Hi,

I’m interested in PyTorch’s operator fusion. I have been reading the Scheduler’s source code and noticed a strange case where it seems to consider the fusability of a pair of nodes `node1, node2`

in the normal order: `self.can_fuse(node1, node2)`

but also the reverse order: `self.can_fuse(node2, node1)`

. Specifically, I’m referring to this code here:

```
def check_all_pairs(nodes):
for node1_index, node1 in enumerate(nodes):
for node2 in nodes[node1_index + 1 :]:
key = (node1, node2)
if key in seen:
continue
seen.add(key)
if self.can_fuse(node1, node2):
possible_fusions.append(key)
elif (node2.is_template() or node2.is_foreach()) and self.can_fuse(
node2, node1
):
# foreach fusions and epilogue fusions are order dependent
possible_fusions.append((node2, node1))
```

I inspected this function on some trivial functions via `torch.compile()`

and it seems that `nodes`

is typically a set containing a graph node `n`

and all the nodes it outputs to `m_1,...m_k`

(it’s probably not that simple, so feel free to correct me there). So we have a set (`n`

, `m_1`

, … `m_k`

). So in the `self.can_fuse(node1, node2)`

case we have:

- Check whether we can fuse
`n`

with some`m_i+1`

(propbably vertical fusion) - Check whether we can fuse
`m_i`

with`m_i+1`

(probably horizontal fusion)

for some`i`

in`1...k`

.

Now my question is, when is `self.can_fuse(node2, node1)`

meaningful?

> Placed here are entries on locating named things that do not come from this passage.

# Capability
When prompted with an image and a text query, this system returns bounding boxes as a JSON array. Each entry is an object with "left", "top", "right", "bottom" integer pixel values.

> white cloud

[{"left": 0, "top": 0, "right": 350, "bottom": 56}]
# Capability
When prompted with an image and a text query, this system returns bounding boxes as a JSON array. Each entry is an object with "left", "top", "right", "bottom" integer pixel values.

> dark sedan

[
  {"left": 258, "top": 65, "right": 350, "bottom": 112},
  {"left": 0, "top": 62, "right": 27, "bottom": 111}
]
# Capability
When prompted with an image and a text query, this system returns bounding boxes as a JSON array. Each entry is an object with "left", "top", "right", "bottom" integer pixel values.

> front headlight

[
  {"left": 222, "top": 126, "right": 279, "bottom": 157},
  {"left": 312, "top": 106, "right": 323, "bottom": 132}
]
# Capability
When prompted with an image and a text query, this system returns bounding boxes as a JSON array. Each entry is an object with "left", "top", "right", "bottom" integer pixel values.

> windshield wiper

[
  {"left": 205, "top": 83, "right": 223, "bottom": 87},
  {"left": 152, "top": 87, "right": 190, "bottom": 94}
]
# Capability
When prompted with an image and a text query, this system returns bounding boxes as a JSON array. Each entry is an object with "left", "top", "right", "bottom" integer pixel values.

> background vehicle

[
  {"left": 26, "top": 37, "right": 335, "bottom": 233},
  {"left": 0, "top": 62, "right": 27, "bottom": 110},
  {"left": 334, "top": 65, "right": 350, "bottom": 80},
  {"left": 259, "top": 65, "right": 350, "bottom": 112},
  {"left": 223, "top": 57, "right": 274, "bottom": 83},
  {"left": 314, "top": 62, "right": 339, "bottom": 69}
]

Is this specifically for cases where the order of operations doesn’t affect the correctness? Although in that case `self.can_fuse(node1, node2)`

should also be sufficient.

Would appreciate someone’s insight here. Many thanks!

FYI: this is a re-post of this question on the pytorch forum. I’m hoping that’s ok given it didn’t see any response there.